If I call myself unloveable, I am, practically; if I say it
enough times: unloveable. Then, like practical magic,
I’m hollow as old garlic; I’m distance-skinned.
I’m a long, mean package, a terror-dyke, a nag, a squinting,
slut-spun hag—it’s easy, really. It’s the simplest thing,
I do it in my sleep. I have invasive dreams,
after all, they infect my lover’s skull, they crank our jaws
into four slow hammers. After all, I’m made of distance
plus the beautiful things people have tried to put
inside me, they fall out the bottom. No one can kill me
with kindness. No one can reach me through the sound
of such ancestral ugly, sound of my grandmothers gagging
a half-century ago (did they?). My grandmother beating
her stomach with her fists, drinking medicine, then poison (did she?).

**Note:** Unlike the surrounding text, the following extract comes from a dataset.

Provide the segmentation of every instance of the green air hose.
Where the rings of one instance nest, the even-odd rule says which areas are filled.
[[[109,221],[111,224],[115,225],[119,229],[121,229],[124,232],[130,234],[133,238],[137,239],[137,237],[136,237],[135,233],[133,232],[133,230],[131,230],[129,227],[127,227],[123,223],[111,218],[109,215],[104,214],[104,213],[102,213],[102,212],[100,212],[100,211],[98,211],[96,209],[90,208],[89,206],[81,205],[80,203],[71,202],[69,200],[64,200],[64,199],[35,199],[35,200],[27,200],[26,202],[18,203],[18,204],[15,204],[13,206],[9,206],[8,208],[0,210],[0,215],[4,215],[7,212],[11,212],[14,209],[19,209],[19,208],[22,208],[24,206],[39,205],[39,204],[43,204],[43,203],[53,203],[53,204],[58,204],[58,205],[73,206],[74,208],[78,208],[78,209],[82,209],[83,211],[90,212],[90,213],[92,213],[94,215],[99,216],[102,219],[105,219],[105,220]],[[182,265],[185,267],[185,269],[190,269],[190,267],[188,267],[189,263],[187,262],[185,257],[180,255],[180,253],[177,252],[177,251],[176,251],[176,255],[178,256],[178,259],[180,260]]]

I’m distance-skinned. No one can put a story inside me
but me. If not even my memories love me enough to stay,
then fine, cut off the hands that keep me married
to any history. See? Like magic, then,
I call myself a rotted-out bulb, and soon enough
I’m hauling out the wet stuff, cracking my compost heart
under a shovel’s faceless verdict. Sometimes a highway opens
between my hearts, and I run suicides between until I’m lactic.
Sometimes I wonder how long I’d have to run
to reach the last generation where one of us felt loved,
and I crumple into carcass. I come from a short line of women
who were handed husbands as salvation from rape.
I’m a short lie of a woman whom men have wanted
to tear apart with their good strong hands. I mean, same.
If I love anyone enough to know they deserve better than me,
and stay anyway…? If I love myself enough to beat
fistfuls of poison into me, into me who hurts me, oh well,
I’m just imitating the rockets’ red glare. I’m just covering
the old song. Unloveable is open-source, anyone can make up
new verses to sing it. Here’s the part where I list the times
my white ex hurt my feelings, or my white teacher,
my white therapist, the white boy who put his dick inside me,
the boy I liked too much, the woman who let me fall
in love with her too fast, of course there’s the boy
who died by accident and left me only able to write beautiful poems
about his leaving, pretty only-love things I threw and threw into
the endless distances inside me, highways of quiet.
O, I’ve been hard to love in America. I’ve been slow
to speak in America. I’ve been, undoubtedly, an American
and done practically nothing to stop it. I’ve been
some version of my grandmothers slinking around the floor
of the GI bar, shivering in the bathroom of the GI bar.
I’ve been some version of my grandmother making child
after child for a loveless man. I’ve been her, and I’ve been
the version of her that lives, that lives in an opportune land,
that chooses who she loves, that sits by a window writing,
drinking water with tulsi, breaking chocolate with her clean hands,
that goes to school after school and collects heart and heart
and heart sweetly brimming in her well-oiled forearms and still
has the gall to be unloveable. O, my badly-loved grandmothers,
I kin you to me, facelessly. I wrap all our deaths around
my shoulders like a foxpelt coat: grandmother across
oceans and ages, grandmother across the border, grandmother
carried off by soldiers, grandmother carried into endless highway
by disease or dog or dawn’s unrelenting purge. I wrap until
I’m made of grandmother, until the ritual musk of their dreams
is sprouting from my skull: sandalwood, ambergris, copper
of blood, coin copper, clay of approaching dusk. I am loved
by pheromone if nothing else. By accident at best.
O beasts of fortune, I am loved sweetest by the horrors of blood,
by my own, and by ours, O blessed rootrot, by ours.